Things That Make Me Go Hmmmm...
I was speaking at the Marketing Profs Mixer last week. While I sipped my fresh-squeezed orange juice in the lovely setting sun of Scottsdale, I started to ponder the things that make me scratch my head. What does an impending recessionary market, with many marketers scrambling for cover, bring for the bottom-feeding email marketers, with our 3% of the marketing budget?
In one session, the lead statement from one of the panelists was, "email is dead... as you know it today." I've heard this statement used before to get people's attention, but I couldn't help but look around the room of 100+ people and think, "You guys are experiencing the same problems you have had for the last 5-10 years, so what's new about today?"
Here's a list of random thoughts that I often ponder.
Why is everyone talking about relevance as the golden egg, when there is no possible way to cater to every circumstance, every customer segment, and be contextually relevant to every one of your customers? Isn't it an 80/20 rule? You worry about 80% of your customers, but can truly cater only to 20% in a truly relevant fashion, if that. Hopefully that is your highest value customers you spend your energy for.
Why is everyone still talking about how much email you should send? This is a broadcaster's view of the world. It isn't about how much email you send to your customers, it's about being smart about how you use email. It should support some need -- basic marketing at its best.
Why is everyone leading every email discussion with how bad SPAM is? Don't let this statement confuse my priorities. Spam complaint ratios are important to watch, monitor and be sensitive to, but so few marketers have valid feedback loops or focus groups to assess their customer's view of SPAM and how it reflects on their program. Without this, you are simply worrying about trend reports that may/may not be relevant to your business and customer's opinions. Do the issues of the 2,000 interviewed in the last analyst report really represent your customer base, and the type of value you drive via email?

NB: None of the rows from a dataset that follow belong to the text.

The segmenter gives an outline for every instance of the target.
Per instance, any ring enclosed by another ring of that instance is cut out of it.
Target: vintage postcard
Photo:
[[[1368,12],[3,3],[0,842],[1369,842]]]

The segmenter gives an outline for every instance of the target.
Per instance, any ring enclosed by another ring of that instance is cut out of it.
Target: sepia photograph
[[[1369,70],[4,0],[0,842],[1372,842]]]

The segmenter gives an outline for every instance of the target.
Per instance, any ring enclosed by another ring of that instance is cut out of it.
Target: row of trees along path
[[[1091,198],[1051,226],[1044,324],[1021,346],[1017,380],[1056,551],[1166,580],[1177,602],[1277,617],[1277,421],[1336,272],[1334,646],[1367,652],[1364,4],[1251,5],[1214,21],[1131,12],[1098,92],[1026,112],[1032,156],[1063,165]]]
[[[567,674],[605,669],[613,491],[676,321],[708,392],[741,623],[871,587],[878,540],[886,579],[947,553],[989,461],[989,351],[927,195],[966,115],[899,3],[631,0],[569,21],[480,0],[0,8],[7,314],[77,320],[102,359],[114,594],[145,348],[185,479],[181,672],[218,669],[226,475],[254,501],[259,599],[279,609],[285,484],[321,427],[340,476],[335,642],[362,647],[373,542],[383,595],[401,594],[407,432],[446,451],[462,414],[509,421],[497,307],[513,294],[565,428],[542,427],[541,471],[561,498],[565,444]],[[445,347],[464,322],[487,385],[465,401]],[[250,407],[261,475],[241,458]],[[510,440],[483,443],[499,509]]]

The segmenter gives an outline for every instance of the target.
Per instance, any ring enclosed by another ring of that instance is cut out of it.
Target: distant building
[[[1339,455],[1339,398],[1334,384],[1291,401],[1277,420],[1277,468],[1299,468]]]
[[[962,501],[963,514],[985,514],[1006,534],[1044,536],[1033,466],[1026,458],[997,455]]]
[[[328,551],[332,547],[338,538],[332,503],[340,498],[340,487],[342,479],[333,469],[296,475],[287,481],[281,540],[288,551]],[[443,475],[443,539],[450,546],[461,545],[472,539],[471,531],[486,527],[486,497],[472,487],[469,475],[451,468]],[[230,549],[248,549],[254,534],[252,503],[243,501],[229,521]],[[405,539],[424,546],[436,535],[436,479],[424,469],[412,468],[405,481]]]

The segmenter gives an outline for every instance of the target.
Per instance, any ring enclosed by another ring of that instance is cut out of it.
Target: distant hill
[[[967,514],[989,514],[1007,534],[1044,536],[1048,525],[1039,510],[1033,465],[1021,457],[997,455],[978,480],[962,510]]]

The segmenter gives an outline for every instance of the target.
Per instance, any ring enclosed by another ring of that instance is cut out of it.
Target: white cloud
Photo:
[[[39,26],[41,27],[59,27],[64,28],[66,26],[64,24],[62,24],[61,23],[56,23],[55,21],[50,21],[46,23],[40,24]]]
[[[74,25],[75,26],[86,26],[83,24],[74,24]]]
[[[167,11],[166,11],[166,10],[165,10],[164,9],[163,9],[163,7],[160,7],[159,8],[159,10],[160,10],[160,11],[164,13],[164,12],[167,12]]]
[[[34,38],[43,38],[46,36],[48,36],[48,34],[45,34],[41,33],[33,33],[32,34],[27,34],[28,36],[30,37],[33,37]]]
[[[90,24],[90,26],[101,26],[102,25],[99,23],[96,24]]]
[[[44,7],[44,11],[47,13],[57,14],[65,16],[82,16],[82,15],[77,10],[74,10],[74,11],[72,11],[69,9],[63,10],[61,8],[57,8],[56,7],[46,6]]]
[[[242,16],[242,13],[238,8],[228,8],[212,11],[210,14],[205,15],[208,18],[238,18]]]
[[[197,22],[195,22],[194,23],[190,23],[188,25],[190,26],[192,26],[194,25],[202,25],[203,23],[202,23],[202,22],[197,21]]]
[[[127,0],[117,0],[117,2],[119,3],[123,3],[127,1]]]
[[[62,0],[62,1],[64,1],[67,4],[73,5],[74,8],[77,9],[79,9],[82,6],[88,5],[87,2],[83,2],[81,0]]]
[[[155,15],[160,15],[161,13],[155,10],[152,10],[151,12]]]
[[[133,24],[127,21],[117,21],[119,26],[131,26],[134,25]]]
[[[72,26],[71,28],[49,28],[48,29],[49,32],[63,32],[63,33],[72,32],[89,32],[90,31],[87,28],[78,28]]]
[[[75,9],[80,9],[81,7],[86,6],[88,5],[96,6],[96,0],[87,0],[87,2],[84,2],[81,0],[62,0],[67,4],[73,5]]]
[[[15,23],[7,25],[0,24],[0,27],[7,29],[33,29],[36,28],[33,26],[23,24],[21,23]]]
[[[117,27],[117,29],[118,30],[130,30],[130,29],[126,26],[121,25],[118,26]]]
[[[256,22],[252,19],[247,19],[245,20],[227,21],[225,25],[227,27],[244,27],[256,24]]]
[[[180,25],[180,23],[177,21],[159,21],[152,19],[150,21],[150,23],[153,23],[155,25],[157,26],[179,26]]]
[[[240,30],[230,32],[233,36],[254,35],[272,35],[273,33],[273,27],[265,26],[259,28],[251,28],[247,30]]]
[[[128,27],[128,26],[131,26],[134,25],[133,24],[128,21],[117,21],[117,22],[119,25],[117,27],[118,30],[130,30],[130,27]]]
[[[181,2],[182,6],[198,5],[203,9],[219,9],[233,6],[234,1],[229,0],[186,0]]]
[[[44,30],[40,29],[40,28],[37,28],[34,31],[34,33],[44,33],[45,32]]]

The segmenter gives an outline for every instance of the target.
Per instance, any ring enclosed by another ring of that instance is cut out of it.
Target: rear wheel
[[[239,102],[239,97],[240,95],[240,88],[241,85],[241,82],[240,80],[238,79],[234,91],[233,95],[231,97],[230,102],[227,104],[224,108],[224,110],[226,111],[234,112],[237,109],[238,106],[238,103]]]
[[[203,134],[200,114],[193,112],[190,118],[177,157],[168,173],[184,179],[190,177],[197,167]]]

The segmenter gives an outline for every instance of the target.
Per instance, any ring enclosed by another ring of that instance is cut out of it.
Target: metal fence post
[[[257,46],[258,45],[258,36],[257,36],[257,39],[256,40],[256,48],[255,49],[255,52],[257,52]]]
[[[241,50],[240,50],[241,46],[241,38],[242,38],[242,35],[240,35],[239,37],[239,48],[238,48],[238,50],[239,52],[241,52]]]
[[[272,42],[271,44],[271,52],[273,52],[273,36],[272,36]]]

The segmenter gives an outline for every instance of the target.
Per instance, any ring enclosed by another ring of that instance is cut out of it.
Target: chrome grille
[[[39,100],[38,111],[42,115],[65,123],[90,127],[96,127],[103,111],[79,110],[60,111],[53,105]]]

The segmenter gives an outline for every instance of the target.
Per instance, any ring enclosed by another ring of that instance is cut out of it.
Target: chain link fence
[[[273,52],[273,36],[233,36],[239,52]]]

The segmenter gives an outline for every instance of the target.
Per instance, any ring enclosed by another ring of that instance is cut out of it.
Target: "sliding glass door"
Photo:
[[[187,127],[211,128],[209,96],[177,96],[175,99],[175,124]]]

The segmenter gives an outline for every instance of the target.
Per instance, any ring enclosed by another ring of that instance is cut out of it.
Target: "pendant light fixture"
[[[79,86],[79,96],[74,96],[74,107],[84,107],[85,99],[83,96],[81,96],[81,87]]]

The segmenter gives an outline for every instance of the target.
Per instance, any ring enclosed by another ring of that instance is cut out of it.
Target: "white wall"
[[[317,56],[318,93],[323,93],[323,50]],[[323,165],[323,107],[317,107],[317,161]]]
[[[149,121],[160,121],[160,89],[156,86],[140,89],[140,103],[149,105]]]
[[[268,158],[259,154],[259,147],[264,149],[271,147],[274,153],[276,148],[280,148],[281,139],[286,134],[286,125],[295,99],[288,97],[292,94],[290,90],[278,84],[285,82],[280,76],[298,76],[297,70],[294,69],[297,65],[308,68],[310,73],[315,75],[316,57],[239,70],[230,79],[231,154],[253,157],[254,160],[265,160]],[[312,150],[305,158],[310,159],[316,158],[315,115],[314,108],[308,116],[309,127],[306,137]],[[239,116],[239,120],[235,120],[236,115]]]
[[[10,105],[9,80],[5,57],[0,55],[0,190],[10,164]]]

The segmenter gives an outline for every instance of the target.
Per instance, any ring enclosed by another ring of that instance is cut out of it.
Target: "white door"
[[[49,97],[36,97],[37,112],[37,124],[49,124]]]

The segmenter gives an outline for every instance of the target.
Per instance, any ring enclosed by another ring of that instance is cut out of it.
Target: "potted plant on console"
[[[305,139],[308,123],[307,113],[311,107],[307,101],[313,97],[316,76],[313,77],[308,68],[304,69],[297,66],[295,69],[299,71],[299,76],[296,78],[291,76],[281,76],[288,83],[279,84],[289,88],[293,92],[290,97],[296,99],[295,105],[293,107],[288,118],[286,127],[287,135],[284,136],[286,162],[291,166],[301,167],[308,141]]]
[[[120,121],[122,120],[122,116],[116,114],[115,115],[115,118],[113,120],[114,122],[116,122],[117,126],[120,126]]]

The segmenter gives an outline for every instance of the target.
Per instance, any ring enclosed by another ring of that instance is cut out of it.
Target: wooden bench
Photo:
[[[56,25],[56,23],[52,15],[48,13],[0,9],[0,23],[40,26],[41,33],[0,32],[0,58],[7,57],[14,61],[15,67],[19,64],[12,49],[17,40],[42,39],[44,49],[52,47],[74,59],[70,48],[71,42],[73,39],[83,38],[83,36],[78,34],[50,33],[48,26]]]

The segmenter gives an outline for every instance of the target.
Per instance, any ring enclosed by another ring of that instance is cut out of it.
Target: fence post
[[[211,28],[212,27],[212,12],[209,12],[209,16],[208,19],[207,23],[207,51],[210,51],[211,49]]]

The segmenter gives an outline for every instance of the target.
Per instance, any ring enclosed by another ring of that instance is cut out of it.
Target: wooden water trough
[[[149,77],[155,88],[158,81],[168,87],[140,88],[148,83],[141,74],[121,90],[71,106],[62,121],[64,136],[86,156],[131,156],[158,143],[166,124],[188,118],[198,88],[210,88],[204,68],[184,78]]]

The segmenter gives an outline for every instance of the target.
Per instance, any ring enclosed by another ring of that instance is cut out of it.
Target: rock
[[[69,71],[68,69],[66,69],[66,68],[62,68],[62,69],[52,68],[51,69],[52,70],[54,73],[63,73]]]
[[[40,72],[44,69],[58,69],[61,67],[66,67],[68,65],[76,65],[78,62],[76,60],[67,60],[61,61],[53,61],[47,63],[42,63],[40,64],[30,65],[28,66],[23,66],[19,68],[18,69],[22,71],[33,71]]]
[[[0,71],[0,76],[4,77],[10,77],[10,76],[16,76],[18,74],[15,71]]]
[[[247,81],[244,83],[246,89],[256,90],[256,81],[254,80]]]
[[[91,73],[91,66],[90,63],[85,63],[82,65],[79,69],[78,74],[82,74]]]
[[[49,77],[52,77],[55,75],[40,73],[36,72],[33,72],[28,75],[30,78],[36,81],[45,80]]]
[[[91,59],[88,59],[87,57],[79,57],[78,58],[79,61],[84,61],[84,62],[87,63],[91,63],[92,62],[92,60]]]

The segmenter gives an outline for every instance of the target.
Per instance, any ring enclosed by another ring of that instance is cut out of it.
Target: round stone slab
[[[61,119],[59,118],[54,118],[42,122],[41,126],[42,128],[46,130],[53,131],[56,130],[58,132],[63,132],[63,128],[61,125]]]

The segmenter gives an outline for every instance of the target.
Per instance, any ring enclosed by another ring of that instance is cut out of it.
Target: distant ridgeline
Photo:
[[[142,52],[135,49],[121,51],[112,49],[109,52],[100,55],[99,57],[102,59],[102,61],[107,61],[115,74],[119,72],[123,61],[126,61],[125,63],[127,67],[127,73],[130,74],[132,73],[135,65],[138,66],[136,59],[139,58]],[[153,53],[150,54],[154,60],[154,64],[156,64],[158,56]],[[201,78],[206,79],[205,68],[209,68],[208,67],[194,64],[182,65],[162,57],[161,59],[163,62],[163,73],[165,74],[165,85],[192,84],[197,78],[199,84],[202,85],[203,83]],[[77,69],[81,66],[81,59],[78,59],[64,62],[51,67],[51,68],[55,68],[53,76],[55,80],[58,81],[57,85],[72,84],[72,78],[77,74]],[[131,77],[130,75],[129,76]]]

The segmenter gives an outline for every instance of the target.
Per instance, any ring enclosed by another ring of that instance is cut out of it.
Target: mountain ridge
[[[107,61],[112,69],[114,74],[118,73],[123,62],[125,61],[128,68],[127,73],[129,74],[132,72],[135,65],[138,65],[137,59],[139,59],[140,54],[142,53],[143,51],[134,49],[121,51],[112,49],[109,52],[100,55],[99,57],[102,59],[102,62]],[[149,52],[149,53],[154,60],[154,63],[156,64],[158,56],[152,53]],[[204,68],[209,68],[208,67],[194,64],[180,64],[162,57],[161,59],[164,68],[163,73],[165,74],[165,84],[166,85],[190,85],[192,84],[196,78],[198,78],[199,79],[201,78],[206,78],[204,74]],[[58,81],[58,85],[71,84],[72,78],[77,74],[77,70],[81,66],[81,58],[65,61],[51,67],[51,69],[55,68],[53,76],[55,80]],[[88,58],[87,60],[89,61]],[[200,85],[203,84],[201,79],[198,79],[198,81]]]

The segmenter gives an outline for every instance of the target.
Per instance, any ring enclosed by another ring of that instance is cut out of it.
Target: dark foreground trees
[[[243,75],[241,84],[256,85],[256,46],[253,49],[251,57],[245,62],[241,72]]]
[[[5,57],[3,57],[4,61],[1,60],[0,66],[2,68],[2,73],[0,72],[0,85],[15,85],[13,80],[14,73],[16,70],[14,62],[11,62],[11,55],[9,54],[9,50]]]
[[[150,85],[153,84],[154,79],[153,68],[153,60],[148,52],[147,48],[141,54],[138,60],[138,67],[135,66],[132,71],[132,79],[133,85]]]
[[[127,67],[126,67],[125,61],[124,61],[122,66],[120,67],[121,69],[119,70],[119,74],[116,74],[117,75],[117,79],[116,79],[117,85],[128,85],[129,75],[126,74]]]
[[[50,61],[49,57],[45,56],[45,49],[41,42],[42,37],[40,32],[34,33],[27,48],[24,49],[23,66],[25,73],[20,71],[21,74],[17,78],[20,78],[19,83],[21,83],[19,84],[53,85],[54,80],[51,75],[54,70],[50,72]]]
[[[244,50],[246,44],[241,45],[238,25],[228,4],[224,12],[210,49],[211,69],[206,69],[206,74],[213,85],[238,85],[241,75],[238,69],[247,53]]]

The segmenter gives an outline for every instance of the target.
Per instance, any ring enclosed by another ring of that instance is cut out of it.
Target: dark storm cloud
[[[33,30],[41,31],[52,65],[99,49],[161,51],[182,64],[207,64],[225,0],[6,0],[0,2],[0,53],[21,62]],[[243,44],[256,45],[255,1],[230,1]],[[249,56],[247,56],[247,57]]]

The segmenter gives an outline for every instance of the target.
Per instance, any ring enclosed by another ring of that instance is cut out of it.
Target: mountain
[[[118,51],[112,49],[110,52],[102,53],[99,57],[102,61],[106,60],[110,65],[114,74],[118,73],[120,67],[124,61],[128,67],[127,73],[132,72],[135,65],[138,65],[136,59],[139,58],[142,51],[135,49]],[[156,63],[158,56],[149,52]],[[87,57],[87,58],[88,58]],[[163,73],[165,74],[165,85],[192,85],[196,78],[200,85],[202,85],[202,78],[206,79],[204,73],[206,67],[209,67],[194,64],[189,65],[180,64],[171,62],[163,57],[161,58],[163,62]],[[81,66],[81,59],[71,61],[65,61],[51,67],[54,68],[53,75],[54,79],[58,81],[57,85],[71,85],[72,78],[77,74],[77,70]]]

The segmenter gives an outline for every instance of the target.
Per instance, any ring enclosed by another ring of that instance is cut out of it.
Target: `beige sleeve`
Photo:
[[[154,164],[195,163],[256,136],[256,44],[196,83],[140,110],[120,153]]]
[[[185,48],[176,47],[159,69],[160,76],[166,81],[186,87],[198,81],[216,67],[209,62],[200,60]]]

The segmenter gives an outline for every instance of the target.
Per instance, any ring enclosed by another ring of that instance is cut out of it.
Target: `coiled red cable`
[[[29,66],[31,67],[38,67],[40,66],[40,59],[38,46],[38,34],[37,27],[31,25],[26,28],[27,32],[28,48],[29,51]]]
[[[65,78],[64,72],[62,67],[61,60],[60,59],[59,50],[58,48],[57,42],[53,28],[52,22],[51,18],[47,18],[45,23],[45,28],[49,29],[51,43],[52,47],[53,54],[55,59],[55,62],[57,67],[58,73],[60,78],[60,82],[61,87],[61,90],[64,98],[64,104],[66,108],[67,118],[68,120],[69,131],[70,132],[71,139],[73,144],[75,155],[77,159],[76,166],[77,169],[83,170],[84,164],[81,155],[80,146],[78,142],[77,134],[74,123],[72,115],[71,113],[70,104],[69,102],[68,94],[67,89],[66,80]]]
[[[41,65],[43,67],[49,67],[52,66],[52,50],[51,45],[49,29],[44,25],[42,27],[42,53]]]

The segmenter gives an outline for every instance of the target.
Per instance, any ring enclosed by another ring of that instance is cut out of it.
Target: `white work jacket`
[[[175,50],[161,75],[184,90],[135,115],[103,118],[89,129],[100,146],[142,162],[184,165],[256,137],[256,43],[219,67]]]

Open Rates trending drive me crazy. Everyone seems to put a different value on this information -- and very few people set up business rules to do anything with it. It's a valid metric, but what does it really mean to the health of your email program? What if your open rates are trending downward, but your total clicks are trending upward? Viewership, which is what the proverbial open rate helps you understand, is about reach. It should be trended over time, and is less important campaign-over-campaign.
Why aren't more people talking about cross-channel attribution? I've seen some great stories over the last few months about monitoring LTV and how this impacts. But remember, LTV is not about revenue -- it's about a forward-looking view of profitability of customer segments. We must understand the value of email outside of a click, open and driving a sale. We've diversified email throughout the business to support many things, and you must find a way to show the value of each communication. Does email add value or not? If you can't show the incremental value of email, you will never win the budget battle.
Why do so many people reflect their own personal use of email and experiences on their decisions? The last thing I want to hear from a VP of marketing is, "I get too much email." This is such an irrelevant discussion. We should remember, unless you match the customer profile you are not a good reference to make assumptions about the experience or perception of your customers. You have to develop some feedback loop to validate your ideas. You'll find your meetings and discussions so much more worthy if they doesn't start with a biased opinion based on your personal email usage traits.
Will the economy really impact what we do over the next year or so? I may be an optimist, but I really don't see email marketing being greatly affected. We have relatively fixed budgets, some of it is sunk costs (you are obligated by your contract with your ESP to send a certain number of emails per month). Budgets that are fluid, like online advertising and search, may see more cutbacks for things that have "sunk" budgets that are allocated out in 2010. With that said, I think our channel will survive this time.